The memorandum, dubbed the MoU on Transformation and Political Stability, covers a COVID-19 plan, administrative transformation, parliamentary reform, judiciary independence, Malaysia Agreement 1963, and the establishment of a steering committee.

The agreement took immediate effect and would stand until parliament is dissolved.

Here are five key points of the agreement:

1. Parliament will not be dissolved before Jul 31, 2022
As part of the agreement, the government has agreed not to dissolve the parliament before Jul 31, 2022.

This meant that a general election would not be held until at least August 2022, effectively calming the political uncertainties and reducing the likelihood of impending polls.

However, the next general election has to be called by July 2023, five years from when the first parliament sitting was held following the general election in 2018.

2. PH to support or abstain budget 2022 vote
The MOU stated that the PH bloc would either support or abstain during the vote to pass the national budget, related supply bills as well as other Bills or motions construed as confidence votes.

This was on condition that the drafting of the budget, budget-related Bills and other Bills be jointly negotiated between the government and PH.

With Mr Ismail Sabri’s slim parliamentary majority, such an agreement would be helpful for the government as it navigates out of the pandemic and puts in place support measures for the people.

3. Anti-party hopping law, UNDI18 and limiting PM’s term to 10 years
The MOU also called for both sides to agree on administrative transformations, such as an Anti-Party Hopping Bill, which if passed, would prevent politicians elected on one party’s platform from defecting to another party.

Political defections of this nature are not uncommon in Malaysia, with elected representatives switching camps before the term expires.

Such defections resulted in the fall of the PH government in February 2020, when a number of MPs from PKR, as well as almost all Parti Pribumi Bersatu Malaysia lawmakers, pulled out of the-then ruling coalition PH.

Defections by state assemblymen from PH to Perikatan Nasional also led to the state governments collapsing in Johor, Perak, Melaka and Kedah.

Additionally, the MOU stated that the government must expedite the implementation of UNDI18, the constitutional amendment allowing 18-year-olds to vote and stand for elections in the near future.

A constitutional amendment to limit the prime minister’s term to 10 years should also be tabled and passed in the parliament.

All these administrative transformations must be implemented no later than the first meeting of the fifth parliament term in 2022.

4. Equal funding for government, PH MPs
The MOU also outlined parliamentary reforms, including equal funding for MPs from the ruling government as well as MPs involved in the agreement.
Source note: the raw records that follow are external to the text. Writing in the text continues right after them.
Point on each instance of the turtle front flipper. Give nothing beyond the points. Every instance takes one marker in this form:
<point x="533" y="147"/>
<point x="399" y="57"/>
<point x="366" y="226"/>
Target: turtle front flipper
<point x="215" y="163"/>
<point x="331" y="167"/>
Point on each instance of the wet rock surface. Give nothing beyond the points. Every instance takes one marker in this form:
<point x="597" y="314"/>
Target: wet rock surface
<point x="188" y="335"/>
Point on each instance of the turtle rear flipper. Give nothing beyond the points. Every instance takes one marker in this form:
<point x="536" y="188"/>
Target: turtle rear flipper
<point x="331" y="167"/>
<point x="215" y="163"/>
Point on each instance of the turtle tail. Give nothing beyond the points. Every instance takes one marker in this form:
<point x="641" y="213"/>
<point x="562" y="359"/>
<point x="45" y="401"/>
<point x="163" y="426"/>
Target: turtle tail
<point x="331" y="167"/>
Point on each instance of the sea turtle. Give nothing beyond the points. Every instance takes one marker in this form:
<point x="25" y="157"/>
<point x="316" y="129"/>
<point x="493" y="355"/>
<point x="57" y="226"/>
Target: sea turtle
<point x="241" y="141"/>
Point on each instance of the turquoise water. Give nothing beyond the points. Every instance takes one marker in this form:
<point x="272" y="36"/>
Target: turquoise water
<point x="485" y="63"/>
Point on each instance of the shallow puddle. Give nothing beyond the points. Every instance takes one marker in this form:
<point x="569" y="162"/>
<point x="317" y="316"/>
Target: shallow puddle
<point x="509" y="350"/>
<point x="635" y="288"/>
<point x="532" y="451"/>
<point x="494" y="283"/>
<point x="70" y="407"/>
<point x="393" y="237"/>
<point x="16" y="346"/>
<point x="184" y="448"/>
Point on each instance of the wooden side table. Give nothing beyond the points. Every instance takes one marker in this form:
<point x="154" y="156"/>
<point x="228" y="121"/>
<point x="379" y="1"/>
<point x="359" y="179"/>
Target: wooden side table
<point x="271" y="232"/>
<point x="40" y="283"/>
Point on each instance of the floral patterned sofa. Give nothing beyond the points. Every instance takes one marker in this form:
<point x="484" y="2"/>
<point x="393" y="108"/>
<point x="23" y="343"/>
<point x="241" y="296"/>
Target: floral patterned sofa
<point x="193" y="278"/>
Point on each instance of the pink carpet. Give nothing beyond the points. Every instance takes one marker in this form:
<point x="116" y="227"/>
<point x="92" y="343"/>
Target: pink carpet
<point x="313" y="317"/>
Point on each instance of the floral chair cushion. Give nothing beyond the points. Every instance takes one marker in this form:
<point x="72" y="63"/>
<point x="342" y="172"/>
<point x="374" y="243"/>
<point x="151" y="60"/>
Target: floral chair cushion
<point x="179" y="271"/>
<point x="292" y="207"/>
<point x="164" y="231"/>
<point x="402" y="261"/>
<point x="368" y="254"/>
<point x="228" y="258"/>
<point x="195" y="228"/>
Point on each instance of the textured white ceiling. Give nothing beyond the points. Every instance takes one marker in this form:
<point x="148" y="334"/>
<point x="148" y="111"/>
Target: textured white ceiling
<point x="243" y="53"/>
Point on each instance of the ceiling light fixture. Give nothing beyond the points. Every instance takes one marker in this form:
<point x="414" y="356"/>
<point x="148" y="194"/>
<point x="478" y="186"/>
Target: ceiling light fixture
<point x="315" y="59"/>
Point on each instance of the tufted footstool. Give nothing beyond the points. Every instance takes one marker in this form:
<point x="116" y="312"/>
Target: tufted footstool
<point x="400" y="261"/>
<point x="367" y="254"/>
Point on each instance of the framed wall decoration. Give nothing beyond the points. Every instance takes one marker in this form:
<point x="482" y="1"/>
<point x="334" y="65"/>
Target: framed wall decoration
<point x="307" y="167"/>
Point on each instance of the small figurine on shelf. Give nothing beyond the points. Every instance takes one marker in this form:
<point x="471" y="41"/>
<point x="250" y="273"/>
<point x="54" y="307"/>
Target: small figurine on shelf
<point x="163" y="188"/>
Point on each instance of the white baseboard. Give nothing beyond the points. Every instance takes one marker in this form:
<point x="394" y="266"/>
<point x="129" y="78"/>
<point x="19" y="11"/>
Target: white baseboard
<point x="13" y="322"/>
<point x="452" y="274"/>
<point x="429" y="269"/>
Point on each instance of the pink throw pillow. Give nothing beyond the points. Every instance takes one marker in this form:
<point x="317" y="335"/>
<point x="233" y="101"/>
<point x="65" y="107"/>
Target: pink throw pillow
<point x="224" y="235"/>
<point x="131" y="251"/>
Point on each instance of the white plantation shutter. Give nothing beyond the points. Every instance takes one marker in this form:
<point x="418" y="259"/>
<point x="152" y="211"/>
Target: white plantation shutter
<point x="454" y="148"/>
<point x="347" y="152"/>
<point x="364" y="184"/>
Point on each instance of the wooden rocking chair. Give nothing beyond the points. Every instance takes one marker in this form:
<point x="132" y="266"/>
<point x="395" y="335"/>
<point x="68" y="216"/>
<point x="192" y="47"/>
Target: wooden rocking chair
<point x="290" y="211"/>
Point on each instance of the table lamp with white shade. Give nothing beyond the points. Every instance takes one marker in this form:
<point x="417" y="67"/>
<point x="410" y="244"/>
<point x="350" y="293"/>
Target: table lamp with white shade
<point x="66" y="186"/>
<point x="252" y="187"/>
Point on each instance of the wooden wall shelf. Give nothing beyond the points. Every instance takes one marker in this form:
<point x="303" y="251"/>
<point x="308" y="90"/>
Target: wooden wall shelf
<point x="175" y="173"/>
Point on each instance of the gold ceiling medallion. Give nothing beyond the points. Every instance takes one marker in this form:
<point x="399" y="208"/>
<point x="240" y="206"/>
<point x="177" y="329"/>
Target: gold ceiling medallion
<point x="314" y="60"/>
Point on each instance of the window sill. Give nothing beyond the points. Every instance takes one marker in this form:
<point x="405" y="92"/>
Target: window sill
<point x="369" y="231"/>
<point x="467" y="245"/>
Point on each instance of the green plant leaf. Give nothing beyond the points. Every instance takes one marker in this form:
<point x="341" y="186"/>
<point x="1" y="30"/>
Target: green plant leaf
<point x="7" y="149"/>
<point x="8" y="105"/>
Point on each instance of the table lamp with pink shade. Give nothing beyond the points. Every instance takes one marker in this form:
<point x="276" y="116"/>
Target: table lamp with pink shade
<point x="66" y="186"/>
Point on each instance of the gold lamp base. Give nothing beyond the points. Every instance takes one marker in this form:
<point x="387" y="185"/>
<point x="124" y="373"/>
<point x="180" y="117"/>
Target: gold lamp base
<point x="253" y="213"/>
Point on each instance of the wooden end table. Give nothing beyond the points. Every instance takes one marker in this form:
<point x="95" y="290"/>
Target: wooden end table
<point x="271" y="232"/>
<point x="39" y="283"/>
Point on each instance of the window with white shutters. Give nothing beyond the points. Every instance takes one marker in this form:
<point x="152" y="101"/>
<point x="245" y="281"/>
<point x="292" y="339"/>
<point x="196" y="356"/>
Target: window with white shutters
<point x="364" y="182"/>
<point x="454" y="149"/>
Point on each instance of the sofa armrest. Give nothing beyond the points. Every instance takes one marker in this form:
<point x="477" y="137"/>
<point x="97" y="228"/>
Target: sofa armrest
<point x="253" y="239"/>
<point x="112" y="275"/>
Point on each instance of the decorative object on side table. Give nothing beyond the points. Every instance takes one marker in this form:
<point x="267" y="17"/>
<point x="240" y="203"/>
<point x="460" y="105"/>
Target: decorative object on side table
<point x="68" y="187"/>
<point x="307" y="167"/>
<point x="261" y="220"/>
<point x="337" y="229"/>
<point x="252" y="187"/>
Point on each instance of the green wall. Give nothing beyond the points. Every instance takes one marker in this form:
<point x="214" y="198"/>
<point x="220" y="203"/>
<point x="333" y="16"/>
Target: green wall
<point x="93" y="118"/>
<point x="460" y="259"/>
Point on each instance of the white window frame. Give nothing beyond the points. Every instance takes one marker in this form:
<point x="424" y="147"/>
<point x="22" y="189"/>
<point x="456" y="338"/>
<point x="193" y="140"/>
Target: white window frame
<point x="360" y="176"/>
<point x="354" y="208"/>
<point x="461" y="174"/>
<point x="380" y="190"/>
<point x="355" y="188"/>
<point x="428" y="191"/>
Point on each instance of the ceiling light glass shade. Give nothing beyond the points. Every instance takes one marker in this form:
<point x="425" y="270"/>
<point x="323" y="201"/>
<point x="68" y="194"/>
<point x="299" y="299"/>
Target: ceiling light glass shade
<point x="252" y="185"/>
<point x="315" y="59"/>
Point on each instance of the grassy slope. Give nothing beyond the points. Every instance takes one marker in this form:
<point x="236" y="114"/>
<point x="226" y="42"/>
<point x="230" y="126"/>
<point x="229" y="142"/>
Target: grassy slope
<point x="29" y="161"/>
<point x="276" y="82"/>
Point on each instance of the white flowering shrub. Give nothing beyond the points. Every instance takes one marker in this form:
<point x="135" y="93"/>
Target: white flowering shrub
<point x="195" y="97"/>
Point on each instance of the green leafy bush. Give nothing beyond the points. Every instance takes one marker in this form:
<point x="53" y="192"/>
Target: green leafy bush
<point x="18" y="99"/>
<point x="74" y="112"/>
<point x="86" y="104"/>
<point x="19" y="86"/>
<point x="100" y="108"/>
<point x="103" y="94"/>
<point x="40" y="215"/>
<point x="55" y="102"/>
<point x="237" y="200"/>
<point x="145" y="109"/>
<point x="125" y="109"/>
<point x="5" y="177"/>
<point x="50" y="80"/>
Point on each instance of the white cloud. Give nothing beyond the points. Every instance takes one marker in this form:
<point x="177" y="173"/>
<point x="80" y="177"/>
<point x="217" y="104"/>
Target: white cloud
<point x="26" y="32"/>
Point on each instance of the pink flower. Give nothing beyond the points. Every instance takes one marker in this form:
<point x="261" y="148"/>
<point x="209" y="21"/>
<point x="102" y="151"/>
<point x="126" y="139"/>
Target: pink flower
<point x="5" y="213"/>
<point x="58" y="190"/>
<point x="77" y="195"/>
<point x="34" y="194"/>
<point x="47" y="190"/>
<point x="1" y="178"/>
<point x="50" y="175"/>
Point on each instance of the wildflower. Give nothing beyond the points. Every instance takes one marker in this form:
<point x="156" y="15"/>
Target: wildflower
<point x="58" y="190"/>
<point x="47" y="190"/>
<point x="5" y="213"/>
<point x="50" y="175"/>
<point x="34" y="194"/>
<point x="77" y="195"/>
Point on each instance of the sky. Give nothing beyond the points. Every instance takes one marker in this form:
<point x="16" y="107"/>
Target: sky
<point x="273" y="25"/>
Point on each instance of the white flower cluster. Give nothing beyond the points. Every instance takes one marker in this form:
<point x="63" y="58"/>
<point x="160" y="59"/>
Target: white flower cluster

More parliamentary select committees should also be set up, while existing ones should be restructured.

The composition of these committees must reflect the parties’ representation in the parliament.

Moreover, the agreement also stated that appropriate rights and privileges should be accorded to the leader of the opposition, ensuring that the individual is able to carry out his responsibilities “effectively and comprehensively”. Mr Anwar is the current leader of the opposition.

5. Strengthening COVID-19 management
To cater to additional needs in handling the COVID-19 pandemic, the MOU stated that the government would table an extra fiscal injection of RM45 billion (US$10.87 billion) in the parliament for approval.

The sum would be used to strengthen the healthcare system, extend financial help to the people and support continuity of businesses.

Funds would also be set aside to “find, test, trace, isolate, support and vaccinate” the population. The agreement also highlighted that RM10 billion of cash assistance would be channelled to 11 million recipients in the second half of 2021.

Moreover, the agreement outlined that 50 per cent of the members of the National Recovery Council must comprise public and private sector experts.